Major League Baseball had a disastrous strike in 1994 and their attendance dropped by 40%. It took the McGwire-Sosa home run race to bring the sport back in favor. They learned the lesson of the value of labor peace. The gross revenues of MLB have quadrupled since and the focus is on building brand and driving revenue. The NBA missed part of last season with a pyrrhic lockout that they are still recovering from.
The NHL has never had the status and popularity of those three other team-sport leagues. Pro hockey developed as a sport centered in Canada, the Northeast, and parts of the upper Midwest. Snow doesn't fall in much of the country and skating and hockey can be acquired tastes. Many fans of other sports haven't seen hockey played and don't know the rules.
The NHL embarked on a major expansion of its reach throughout the 1990s. The sport started to catch fire in the sunbelt states. Young people crowded arenas in Florida, Texas, Arizona and California. They were gaining momentum and popularity–and then came the 2004 labor dispute. The 2004-2005 season was lost. That was already Commissioner Bettman's second lockout since taking office, we are now experiencing the third. The 2004 meltdown had a chilling effect on the growth of the league. The players ended up accepting a 24% reduction in existing contracts and the imposition of a salary cap.
Since 2005 the NHL worked hard to rebuild its popularity. Annual industry revenue has grown from $2.2 billion to $3.3 billion under the expiring contract. The last Stanley Cup pitted teams from the number one and two television markets and Los Angeles has the champion. Player revenue even with a cap has grown to 57% of hockey related revenue and the league has been thriving. Just when the NHL substituted exciting action on the ice in place of brand-killing labor stoppages they have fallen on their own sword again.

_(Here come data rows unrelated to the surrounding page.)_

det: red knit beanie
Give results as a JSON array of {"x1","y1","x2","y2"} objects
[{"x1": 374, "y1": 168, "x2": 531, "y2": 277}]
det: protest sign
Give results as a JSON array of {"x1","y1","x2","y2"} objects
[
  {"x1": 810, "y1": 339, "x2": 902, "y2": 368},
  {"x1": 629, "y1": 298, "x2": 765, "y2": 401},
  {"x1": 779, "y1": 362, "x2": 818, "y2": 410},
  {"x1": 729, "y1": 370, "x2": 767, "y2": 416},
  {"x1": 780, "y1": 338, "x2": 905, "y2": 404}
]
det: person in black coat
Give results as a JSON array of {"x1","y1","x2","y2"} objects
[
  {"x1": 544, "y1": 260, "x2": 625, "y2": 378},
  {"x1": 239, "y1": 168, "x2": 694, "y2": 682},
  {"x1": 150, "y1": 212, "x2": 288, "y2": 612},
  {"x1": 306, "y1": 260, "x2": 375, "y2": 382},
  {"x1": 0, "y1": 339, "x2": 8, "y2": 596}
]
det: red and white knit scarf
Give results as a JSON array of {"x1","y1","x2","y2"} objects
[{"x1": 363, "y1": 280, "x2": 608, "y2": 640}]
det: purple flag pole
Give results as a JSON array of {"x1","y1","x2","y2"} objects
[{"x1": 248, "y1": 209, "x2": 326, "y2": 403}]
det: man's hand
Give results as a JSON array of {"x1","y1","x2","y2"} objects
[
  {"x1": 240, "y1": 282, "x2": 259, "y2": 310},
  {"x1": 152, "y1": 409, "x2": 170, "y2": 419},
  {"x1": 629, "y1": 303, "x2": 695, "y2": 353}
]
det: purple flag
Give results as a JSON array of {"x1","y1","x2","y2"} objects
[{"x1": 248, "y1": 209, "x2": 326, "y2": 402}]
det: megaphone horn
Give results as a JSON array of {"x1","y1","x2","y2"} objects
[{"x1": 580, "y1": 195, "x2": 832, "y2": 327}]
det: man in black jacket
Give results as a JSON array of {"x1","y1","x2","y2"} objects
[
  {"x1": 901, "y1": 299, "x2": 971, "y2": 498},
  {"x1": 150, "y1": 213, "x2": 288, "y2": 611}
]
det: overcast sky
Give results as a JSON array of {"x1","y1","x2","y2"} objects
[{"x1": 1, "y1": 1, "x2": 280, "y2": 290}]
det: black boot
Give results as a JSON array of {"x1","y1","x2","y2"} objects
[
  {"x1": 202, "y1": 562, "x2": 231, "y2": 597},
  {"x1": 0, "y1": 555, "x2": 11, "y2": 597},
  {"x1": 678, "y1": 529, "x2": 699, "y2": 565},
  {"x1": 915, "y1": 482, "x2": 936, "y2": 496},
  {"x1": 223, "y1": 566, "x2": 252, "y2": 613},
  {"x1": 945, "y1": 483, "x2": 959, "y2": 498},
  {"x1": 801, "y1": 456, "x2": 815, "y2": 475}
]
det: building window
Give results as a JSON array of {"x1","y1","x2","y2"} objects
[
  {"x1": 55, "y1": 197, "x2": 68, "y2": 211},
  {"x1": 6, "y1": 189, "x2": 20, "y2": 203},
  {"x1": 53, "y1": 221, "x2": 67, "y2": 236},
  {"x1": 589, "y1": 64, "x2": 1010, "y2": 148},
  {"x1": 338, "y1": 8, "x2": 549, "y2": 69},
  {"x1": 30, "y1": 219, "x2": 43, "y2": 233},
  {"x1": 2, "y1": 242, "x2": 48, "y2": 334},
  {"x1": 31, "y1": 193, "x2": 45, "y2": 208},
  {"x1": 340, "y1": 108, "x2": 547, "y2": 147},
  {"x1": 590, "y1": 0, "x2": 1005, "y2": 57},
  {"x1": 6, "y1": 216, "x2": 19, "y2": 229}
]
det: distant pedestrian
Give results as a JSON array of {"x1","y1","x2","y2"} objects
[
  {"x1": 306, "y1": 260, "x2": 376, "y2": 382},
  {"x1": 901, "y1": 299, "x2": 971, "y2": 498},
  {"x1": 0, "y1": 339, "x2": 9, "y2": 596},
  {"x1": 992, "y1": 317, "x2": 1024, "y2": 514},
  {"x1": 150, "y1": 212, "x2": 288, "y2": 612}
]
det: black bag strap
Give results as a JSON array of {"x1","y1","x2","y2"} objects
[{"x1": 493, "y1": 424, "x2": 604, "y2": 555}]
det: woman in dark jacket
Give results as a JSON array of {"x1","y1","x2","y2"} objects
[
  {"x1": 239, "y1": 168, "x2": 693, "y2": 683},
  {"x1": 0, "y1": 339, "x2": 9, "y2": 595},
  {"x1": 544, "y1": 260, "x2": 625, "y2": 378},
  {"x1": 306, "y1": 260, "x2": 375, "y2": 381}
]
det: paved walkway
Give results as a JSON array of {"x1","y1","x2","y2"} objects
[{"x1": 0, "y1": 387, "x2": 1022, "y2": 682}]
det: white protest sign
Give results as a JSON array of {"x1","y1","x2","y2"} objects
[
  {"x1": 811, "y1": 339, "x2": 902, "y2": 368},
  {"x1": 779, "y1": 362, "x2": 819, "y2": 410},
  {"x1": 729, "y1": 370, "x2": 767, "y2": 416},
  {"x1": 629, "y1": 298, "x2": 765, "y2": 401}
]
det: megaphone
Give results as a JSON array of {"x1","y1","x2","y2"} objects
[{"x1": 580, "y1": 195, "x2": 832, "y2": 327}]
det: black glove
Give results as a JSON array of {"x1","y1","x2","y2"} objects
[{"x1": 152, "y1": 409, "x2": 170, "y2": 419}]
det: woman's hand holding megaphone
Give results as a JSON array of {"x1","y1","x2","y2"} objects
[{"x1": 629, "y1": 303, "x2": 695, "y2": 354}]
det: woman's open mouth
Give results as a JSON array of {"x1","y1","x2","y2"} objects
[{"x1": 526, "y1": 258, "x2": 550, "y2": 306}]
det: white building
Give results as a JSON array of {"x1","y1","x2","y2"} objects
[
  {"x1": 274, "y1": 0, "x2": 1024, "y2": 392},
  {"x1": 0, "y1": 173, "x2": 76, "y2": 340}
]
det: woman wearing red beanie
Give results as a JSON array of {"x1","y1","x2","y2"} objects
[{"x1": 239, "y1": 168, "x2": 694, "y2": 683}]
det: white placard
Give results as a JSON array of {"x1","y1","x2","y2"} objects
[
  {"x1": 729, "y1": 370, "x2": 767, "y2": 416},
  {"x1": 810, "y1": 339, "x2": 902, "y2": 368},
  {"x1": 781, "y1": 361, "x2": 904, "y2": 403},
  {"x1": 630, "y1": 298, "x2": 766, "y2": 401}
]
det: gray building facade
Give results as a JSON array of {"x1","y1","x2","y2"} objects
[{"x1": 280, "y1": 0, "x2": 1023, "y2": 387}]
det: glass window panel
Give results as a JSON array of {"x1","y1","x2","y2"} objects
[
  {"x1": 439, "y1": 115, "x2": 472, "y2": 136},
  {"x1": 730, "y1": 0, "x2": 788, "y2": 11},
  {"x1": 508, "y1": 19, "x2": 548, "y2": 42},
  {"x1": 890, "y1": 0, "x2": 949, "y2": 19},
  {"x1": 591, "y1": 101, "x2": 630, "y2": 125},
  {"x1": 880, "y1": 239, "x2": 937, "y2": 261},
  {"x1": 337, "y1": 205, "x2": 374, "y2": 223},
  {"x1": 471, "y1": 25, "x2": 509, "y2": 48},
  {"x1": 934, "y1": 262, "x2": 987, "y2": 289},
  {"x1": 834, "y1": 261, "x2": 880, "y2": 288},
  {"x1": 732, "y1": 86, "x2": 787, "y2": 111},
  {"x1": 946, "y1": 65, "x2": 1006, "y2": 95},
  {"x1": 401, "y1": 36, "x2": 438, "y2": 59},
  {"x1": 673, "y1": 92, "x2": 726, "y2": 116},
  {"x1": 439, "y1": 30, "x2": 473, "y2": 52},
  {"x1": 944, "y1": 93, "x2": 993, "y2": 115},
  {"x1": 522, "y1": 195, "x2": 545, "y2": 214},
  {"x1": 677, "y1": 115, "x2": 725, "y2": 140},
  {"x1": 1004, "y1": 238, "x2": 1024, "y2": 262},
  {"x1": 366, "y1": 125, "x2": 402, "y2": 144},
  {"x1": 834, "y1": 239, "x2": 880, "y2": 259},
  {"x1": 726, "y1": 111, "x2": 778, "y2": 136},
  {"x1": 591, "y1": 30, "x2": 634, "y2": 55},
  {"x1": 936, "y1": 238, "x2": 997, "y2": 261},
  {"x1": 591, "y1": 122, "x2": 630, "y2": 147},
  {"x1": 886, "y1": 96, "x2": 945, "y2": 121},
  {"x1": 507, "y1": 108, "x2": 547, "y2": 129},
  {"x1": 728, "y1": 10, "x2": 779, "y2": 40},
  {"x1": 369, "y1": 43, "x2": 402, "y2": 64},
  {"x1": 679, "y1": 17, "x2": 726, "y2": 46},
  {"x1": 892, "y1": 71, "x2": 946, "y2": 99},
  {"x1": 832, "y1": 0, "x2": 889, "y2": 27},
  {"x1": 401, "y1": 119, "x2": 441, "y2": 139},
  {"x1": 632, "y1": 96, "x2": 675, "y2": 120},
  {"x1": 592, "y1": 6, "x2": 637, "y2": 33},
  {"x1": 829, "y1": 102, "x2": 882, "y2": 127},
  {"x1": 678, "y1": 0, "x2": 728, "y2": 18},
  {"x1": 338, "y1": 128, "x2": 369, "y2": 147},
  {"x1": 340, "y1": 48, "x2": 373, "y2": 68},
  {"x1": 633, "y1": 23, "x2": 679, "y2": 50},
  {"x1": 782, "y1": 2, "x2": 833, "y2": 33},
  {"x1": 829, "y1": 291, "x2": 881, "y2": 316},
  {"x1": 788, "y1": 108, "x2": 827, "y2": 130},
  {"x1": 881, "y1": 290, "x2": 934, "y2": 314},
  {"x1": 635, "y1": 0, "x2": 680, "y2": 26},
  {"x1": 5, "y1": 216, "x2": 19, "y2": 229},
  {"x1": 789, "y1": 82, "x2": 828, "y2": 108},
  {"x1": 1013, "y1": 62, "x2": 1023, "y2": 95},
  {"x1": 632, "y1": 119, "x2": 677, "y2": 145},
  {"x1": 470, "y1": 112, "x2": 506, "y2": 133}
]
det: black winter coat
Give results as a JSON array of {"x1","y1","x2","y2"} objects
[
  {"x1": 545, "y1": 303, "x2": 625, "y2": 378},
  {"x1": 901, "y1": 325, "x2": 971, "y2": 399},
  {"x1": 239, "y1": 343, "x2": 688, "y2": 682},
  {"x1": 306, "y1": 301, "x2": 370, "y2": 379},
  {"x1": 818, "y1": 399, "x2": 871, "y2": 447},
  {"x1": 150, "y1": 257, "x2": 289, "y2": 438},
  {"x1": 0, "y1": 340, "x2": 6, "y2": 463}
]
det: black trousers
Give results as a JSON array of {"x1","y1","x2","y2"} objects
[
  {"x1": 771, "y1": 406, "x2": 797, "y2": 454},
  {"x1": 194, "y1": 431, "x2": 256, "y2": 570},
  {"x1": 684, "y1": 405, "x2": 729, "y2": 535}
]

We all know what the definition of insanity is.
The NHL is attempting to reduce player share of revenues by 10%, to a figure of 47%. When a league is thriving and growing it is hard to make the argument it should result in lowered player compensation. Don Fehr, who headed MLB's Players Assn. for years is now the head of the NHL Players Assn. Fehr is a tough and wily negotiator who brought baseball players untold riches. He knows how to inform and unite players so that they form a solid, unshakable bargaining unit. With Fehr representing the players and confrontational Bettman representing the owners the possibility for a lengthy deadlock looms large.
The NHL needs to look at the bigger picture and concentrate on building their brand and fan base. This lockout is the wrong tactic at the wrong time.